As can be seen from the two tables in Tables 1 and 2 above and FIG. 3, the luminous efficiency of the organic light emitting device (P) having the two-layered light emitter according to the present invention is as follows under the condition of equal luminous intensity. Obviously, it is higher than that of the known organic light emitting device (I) with a single layer, that is, it can be said that it is advantageous in commercializing the organic light emitting device. In addition, although the numerical value of the voltage used in the present invention is slightly high, in the present invention, the current density of the element is effectively reduced relatively oppositely because it is installed in series between the cathode and the anode. Therefore, the problem of the generated heat is solved and the life of the device is extended.

  As shown in FIG. 4, the second embodiment of the present invention is different from the first embodiment described above in that one light emitting layer forms one light emitter. In addition to the light emitting layer (EMT) 273, the light emitter 27 of the light emitting element 40 is further provided with a hole transmission layer (HTL) 271 and an electron transmission layer (ETL) 275. Similarly, the anode 23 and the cathode 29 are provided. A plurality of light emitters 27, 37, and 97 are provided in this order. Each light emitting body 27 (37, 97) is assembled from a hole transmission layer (HTL) 271 (371, 971), a light emitting layer (EMT) 273 (373, 973), and an electron transmission layer (ETL) 275 (375, 975). Therefore, the same excellent luminous efficiency and life extension effect as those described above can be obtained.
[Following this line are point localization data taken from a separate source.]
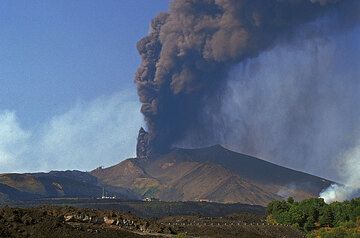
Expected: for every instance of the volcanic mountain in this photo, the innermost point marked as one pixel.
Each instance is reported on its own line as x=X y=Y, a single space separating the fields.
x=210 y=174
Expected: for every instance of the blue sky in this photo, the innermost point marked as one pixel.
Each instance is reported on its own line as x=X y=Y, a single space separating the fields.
x=61 y=63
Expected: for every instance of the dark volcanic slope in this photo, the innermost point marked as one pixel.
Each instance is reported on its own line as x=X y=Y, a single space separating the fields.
x=212 y=173
x=20 y=187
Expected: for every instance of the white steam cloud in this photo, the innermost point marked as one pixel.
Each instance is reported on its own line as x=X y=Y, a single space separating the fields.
x=90 y=134
x=296 y=105
x=349 y=165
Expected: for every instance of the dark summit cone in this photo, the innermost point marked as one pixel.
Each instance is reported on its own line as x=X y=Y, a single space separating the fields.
x=143 y=147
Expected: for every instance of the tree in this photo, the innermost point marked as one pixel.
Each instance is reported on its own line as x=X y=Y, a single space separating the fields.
x=327 y=217
x=309 y=224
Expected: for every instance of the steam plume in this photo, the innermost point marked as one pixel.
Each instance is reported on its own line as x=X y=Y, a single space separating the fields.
x=187 y=55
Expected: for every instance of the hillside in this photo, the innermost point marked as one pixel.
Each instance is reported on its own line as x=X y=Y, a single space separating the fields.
x=55 y=184
x=211 y=174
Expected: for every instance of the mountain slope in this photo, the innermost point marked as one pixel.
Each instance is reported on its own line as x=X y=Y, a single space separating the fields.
x=212 y=173
x=55 y=184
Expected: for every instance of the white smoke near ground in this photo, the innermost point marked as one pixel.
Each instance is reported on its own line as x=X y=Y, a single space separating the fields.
x=349 y=166
x=101 y=132
x=296 y=105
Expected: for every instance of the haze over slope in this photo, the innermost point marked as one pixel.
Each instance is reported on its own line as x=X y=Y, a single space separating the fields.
x=214 y=174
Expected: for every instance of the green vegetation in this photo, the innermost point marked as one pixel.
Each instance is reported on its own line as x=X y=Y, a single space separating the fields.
x=318 y=219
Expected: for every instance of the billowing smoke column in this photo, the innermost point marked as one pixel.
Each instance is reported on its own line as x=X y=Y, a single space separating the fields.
x=187 y=54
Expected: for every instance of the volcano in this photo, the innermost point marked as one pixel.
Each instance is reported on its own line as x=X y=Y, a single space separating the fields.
x=210 y=174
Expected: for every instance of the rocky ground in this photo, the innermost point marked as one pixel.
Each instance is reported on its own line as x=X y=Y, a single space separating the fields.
x=56 y=221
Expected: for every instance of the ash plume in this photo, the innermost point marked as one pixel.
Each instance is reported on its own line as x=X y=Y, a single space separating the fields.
x=189 y=51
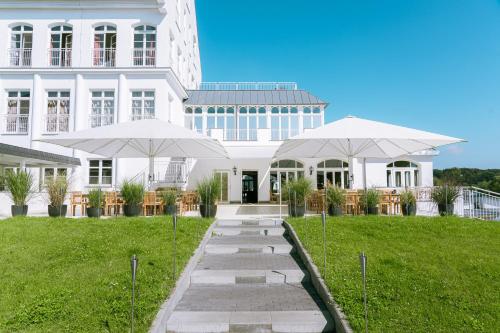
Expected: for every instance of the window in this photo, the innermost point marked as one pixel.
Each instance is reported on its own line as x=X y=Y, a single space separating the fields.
x=21 y=43
x=144 y=53
x=332 y=172
x=57 y=118
x=103 y=108
x=402 y=174
x=143 y=105
x=61 y=43
x=51 y=174
x=18 y=109
x=104 y=53
x=100 y=172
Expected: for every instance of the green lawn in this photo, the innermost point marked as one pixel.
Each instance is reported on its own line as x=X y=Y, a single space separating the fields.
x=424 y=274
x=67 y=275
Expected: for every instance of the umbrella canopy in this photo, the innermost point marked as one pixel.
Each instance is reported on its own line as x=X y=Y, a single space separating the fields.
x=142 y=138
x=353 y=137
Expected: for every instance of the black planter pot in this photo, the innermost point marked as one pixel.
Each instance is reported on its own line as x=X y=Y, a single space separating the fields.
x=296 y=210
x=372 y=210
x=409 y=210
x=94 y=212
x=208 y=210
x=132 y=210
x=334 y=210
x=445 y=209
x=19 y=210
x=57 y=211
x=169 y=209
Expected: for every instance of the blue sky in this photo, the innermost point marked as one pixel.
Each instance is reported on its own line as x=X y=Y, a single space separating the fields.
x=432 y=65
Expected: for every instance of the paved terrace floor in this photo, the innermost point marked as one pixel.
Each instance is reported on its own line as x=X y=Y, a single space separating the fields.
x=249 y=280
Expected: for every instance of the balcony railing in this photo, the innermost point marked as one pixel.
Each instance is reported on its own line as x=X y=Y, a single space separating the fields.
x=60 y=57
x=56 y=123
x=16 y=124
x=20 y=57
x=98 y=120
x=144 y=57
x=104 y=57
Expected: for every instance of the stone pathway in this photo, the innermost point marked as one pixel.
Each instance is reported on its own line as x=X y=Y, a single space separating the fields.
x=249 y=280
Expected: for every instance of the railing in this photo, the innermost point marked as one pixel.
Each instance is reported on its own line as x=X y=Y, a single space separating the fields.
x=99 y=120
x=104 y=57
x=16 y=124
x=20 y=57
x=144 y=57
x=248 y=86
x=60 y=57
x=56 y=123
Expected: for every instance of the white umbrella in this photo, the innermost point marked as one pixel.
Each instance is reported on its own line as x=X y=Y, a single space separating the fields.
x=147 y=138
x=353 y=137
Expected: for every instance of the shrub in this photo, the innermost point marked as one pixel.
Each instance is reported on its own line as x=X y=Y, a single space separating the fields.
x=446 y=194
x=407 y=198
x=132 y=193
x=57 y=190
x=20 y=186
x=335 y=196
x=169 y=197
x=95 y=198
x=209 y=190
x=297 y=191
x=369 y=199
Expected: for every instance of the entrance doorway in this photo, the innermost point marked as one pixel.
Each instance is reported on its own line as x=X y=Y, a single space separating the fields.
x=249 y=187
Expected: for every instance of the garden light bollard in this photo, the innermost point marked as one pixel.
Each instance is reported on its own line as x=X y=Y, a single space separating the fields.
x=362 y=262
x=134 y=262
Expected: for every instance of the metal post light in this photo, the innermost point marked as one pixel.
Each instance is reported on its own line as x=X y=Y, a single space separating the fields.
x=362 y=262
x=134 y=262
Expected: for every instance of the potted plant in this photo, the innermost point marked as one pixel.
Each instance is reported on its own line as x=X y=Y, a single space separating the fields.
x=408 y=203
x=20 y=185
x=369 y=201
x=335 y=197
x=296 y=193
x=95 y=202
x=57 y=190
x=208 y=190
x=169 y=198
x=133 y=196
x=444 y=197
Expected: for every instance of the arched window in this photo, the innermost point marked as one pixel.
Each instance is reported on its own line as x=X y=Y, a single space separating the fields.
x=21 y=42
x=402 y=174
x=144 y=53
x=104 y=46
x=332 y=172
x=61 y=43
x=283 y=171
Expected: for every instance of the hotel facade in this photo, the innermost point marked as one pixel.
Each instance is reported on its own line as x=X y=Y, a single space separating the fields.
x=71 y=65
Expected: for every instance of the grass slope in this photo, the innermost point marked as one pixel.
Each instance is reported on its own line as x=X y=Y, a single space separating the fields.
x=423 y=275
x=67 y=275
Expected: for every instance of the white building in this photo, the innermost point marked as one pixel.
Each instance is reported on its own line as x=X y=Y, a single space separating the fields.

Finally, as shown in FIG. 5, in the third embodiment of the present invention, all the light emitters 27 (37, 97) of the light emitting element 50 are all hole injection layers (HTL) 277 (377, 977), hole transmission. Layer (HTL) 271 (371, 971), electron transmission layer (ETL) 275 (375, 975), and electron injection layer (EIL) 279 (379, 979), which are combined in the same manner as described above. It is provided between the anode 23 and the cathode 29, and due to the stacking effect caused by the stacking, the current density and the temperature are lowered under the same illuminance, and a relatively excellent luminous efficiency and life extension effect are obtained. It is done.
In the above-described embodiment, each of the light emitters 27, 37, and 97 may include a mixture D. The mixture D may be a fluorescent material, a phosphorescent material, or the like, thereby further improving the light emitting effect. Can be.

It is a structural sectional view of a known organic light emitting device. It is sectional drawing of the 1st Example in the organic light emitting element of this invention. It is a table | surface which shows the result of having experimented the organic light emitting element and the well-known structure in this invention with the experimental model. It is sectional drawing of the 2nd Example in the organic light emitting element of this invention. It is sectional drawing of the 3rd Example in the organic light emitting element of this invention.

Explanation of symbols

DESCRIPTION OF SYMBOLS 10 Light emitting element 11 Translucent substrate 13 Anode 15 Hole transmission layer 17 Light emitting layer 18 Voltage supply 19 Cathode 20 Light emitting element 21 Translucent substrate 23 Anode 27 First light emitter 271 Hall transmission layer 273 Light emitting layer 275 Hole transmission layer 277 Hole injection layer 279 Electron injection layer 28 Voltage supply 29 Cathode 37 Second light emitter 371 Hole transmission layer 373 Hole transmission layer 375 Light emission layer 377 Hole injection layer 379 Electron injection layer 40 Light emitting element 50 Light emitting element 97 Nth light emitter 971 Hall transmission layer 973 Light emission Layer 975 Hole injection layer 977 Hole injection layer 979 Electron injection layer

Claims (9)

In the organic light emitting device including the first conductive layer and the second conductive layer,
The first illuminator is provided on the upper surface, and other illuminants are further stacked in order on the upper surface of the first illuminant, and finally the Nth illuminant is provided. One conductive layer;
The second conductive layer provided on the upper surface of the Nth light emitter and applied with a supply voltage between the first conductive layer;
An organic light emitting device comprising:   2. The organic light emitting device according to claim 1, wherein the light emitter is a light emitting layer.   3. The organic light emitting device according to claim 2, wherein the light emitter includes a hole injection layer, a hole transmission layer, an electron transmission layer, an electron injection layer, or a combination thereof.   2. The organic light emitting device according to claim 1, wherein each of the light emitters emits colored light.   5. The organic light-emitting element according to claim 4, wherein the colored lights emitted by the respective light emitters are all equal in color.   The organic light-emitting device according to claim 4, wherein the color of light emitted by each of the light emitters is one of red, blue, green, or a combination thereof.   The organic light emitting device according to claim 1, wherein the organic light emitting device includes a translucent substrate provided on the lower surface of the first conductive layer.   2. The organic light emitting device according to claim 1, wherein a mixture is mixed in each light emitting body of the organic light emitting device.   9. The organic light emitting device according to claim 8, wherein the mixture is one of a fluorescent material, a phosphorescent material, or a combination thereof.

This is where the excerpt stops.